Personal information
- Full name: Jessica Gleeson
- Date of birth: 23 October 1993 (age 32)
- Place of birth: Waterford, Ireland
- Height: 1.76 m (5 ft 9 in)
- Position: Defender

Team information
- Current team: DLR Waves
- Number: 5

Youth career
- Villa AFC
- Tramore AFC

Senior career*
- Years: Team / Apps / (Gls)
- 2011–2017: Wexford Youths
- 2018–2020: Shelbourne / 40 / (2)
- 2021–: DLR Waves / 98 / (5)

International career^{‡}
- 2009–2010: Republic of Ireland U17 / 8 / (1)
- 2011–2012: Republic of Ireland U19 / 4 / (0)
- 2015–: Republic of Ireland / 4 / (0)

= Jessica Gleeson =

Irish footballer

Jessica Gleeson (born 23 October 1993) is an Irish footballer who plays as a defender for Women's National League club DLR Waves.
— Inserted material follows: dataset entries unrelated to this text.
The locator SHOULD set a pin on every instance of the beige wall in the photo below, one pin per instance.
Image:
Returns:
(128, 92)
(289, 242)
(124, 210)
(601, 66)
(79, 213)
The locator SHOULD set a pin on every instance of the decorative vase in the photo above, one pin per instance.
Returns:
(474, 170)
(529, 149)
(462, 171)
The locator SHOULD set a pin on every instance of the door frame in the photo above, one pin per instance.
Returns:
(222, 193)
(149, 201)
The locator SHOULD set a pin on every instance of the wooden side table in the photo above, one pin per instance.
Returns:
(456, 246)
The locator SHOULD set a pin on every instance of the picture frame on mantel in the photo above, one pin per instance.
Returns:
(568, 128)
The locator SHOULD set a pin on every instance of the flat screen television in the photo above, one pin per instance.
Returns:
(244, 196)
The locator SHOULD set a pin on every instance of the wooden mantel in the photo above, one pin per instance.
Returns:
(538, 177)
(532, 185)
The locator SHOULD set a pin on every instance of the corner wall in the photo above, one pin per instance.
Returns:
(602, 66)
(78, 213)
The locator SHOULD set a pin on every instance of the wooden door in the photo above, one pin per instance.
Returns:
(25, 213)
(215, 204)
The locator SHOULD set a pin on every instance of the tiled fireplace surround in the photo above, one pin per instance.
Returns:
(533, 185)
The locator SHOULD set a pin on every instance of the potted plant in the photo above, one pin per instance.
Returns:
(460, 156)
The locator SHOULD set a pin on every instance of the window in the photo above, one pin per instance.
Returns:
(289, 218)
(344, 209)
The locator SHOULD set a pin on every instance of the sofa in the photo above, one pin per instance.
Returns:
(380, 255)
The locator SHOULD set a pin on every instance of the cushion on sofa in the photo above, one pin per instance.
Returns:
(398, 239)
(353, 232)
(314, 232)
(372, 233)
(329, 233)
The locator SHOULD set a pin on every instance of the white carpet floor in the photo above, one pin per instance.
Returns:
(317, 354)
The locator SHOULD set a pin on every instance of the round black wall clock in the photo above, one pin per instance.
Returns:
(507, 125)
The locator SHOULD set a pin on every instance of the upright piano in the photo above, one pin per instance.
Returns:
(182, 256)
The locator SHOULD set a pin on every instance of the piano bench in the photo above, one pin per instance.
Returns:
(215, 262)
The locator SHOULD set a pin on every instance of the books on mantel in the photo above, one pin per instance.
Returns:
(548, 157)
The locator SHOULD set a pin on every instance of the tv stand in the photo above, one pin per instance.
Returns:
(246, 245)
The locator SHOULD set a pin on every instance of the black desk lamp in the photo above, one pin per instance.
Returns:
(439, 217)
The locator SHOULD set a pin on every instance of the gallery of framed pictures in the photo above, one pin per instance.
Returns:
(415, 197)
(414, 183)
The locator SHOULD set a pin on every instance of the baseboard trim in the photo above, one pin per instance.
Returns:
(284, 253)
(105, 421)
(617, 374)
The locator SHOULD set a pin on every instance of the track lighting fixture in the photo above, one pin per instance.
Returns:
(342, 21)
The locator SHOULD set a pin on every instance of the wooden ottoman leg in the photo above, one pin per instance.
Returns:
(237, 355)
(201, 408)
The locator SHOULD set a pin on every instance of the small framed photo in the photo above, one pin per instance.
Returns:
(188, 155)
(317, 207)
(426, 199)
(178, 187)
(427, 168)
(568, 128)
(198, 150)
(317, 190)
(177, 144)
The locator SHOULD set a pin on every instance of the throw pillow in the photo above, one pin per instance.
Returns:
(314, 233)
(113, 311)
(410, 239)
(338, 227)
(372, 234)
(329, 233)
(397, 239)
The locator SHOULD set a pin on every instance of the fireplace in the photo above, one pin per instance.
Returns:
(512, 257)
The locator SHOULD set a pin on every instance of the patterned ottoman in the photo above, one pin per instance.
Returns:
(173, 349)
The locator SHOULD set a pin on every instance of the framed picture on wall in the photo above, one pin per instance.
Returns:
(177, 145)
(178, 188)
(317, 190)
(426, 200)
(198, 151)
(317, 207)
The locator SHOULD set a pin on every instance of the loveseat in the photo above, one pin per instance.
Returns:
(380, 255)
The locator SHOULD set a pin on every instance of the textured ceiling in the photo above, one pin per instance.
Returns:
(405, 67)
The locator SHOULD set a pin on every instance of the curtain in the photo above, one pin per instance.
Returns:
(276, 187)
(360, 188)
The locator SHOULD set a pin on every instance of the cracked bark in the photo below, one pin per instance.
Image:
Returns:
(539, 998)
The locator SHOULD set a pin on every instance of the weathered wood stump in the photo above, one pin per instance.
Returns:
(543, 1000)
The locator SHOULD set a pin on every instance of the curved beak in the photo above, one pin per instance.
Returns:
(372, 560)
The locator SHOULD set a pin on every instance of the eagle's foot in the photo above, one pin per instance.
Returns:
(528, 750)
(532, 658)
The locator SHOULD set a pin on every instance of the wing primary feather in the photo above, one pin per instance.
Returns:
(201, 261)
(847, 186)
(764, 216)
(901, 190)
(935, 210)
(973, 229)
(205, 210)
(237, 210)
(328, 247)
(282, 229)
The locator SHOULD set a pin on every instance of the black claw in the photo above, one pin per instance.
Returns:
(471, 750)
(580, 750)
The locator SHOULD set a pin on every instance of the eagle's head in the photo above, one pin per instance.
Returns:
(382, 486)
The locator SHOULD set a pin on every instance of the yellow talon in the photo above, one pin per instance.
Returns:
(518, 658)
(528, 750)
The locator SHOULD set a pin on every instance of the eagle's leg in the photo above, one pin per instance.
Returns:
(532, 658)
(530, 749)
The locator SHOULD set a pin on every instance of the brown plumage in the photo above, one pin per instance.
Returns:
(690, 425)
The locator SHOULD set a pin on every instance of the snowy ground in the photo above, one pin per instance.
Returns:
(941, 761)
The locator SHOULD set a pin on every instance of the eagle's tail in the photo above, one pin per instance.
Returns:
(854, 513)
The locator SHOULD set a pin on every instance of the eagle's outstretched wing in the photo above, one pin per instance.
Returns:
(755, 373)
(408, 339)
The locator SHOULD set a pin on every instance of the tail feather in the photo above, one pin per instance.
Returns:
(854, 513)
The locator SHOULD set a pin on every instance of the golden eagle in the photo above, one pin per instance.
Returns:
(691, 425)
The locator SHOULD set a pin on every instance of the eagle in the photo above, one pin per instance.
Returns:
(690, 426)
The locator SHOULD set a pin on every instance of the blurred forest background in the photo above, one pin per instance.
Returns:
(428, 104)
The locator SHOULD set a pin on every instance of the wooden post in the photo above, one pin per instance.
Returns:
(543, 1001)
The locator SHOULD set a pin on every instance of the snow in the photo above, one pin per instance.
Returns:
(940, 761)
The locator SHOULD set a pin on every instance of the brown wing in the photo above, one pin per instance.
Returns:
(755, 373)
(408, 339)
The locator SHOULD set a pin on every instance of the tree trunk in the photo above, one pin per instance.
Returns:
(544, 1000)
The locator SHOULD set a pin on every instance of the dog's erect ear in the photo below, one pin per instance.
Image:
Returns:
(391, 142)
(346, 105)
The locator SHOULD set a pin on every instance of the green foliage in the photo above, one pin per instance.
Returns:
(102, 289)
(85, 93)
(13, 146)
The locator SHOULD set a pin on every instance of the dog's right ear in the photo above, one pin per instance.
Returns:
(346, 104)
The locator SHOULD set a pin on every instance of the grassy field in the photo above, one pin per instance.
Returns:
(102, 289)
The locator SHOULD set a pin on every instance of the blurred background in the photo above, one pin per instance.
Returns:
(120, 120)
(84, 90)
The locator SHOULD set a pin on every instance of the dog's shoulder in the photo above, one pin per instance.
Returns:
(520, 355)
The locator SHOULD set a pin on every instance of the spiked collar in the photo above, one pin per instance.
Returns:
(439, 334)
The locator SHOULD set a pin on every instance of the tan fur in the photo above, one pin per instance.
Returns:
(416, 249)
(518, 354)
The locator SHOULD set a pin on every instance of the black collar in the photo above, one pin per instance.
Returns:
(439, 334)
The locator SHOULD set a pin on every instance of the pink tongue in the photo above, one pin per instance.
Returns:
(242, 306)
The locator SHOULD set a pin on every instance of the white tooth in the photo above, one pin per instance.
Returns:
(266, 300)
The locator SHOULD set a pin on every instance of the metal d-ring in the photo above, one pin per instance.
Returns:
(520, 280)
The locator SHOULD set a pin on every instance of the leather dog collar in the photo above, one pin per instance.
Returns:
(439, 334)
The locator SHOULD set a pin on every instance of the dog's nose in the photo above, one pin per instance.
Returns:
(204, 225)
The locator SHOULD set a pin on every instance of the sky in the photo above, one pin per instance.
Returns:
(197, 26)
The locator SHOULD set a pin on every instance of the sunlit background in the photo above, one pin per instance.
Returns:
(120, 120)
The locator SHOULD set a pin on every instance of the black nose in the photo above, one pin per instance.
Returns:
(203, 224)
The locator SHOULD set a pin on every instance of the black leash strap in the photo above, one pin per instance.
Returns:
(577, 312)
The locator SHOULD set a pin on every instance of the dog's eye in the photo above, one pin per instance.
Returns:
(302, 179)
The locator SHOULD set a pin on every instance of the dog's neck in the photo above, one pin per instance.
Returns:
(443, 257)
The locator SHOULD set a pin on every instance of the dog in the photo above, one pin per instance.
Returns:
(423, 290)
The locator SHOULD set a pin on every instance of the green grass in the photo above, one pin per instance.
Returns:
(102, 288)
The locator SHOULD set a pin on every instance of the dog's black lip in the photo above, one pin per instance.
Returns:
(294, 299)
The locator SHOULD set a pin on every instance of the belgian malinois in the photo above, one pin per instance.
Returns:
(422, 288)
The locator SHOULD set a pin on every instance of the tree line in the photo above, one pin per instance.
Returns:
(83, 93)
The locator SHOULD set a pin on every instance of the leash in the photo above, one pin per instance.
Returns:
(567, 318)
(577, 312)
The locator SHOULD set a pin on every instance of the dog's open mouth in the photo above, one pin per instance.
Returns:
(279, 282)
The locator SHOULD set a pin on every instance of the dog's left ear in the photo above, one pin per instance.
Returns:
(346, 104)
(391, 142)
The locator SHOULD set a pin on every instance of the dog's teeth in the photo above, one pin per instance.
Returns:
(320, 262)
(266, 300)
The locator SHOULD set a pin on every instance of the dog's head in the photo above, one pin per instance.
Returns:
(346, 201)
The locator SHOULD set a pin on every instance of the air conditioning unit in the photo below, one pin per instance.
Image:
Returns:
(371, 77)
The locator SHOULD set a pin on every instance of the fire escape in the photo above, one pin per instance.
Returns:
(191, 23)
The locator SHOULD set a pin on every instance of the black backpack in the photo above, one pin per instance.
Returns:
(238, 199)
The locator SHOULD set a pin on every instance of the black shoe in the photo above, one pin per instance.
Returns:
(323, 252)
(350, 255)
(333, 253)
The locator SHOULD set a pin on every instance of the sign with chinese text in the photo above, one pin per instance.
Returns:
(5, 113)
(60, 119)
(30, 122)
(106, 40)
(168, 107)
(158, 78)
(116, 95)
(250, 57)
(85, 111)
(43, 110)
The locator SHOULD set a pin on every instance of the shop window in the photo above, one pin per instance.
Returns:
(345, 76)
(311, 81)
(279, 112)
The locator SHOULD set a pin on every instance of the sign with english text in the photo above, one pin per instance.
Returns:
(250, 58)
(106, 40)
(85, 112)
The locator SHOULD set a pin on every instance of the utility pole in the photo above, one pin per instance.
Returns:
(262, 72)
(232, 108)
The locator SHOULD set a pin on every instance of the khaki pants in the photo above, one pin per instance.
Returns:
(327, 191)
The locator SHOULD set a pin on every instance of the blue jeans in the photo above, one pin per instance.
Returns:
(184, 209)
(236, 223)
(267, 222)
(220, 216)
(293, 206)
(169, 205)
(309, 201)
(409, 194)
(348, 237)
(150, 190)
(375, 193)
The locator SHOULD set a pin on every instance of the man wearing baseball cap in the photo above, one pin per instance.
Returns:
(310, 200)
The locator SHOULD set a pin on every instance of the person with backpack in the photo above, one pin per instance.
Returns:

She previously played for Wexford Youths and Shelbourne. Since making her debut in 2015 she has been a member of the Republic of Ireland women's national team. Her younger brother Austin Gleeson has represented the Waterford county hurling team.

==Club career==
Gleeson was born in Waterford and played youth soccer for local clubs Villa AFC and Tramore AFC. She joined Wexford Youths for the inaugural Women's National League (WNL) season in 2011–12. In 2014–15 Wexford Youths won the WNL for the first time, and Gleeson represented the club in the 2015–16 UEFA Women's Champions League.

Ahead of the 2018 WNL season, Gleeson accepted an offer to join Wexford Youths' WNL rivals Shelbourne FC. She had considered moving a year earlier, but decided to spend one more season at Wexford out of loyalty to the team's coach. Gleeson considered quitting soccer in favour of Gaelic football after losing her place in the Shelbourne team during the 2020 season, but she was persuaded to join DLR Waves instead.

Gleeson made her DLR Waves debut at the beginning of the 2021 Women's National League season. Following a successful first year at the club she was appointed club captain ahead of the 2022 season. As of 2024 she is still with DLR Waves and remains the club captain.

==International career==
===Youth===
In 2010, Gleeson was a key player in the Republic of Ireland U-17 squad who were runners-up in the 2010 UEFA Women's Under-17 Championship and quarter-finalists in the 2010 FIFA U-17 Women's World Cup.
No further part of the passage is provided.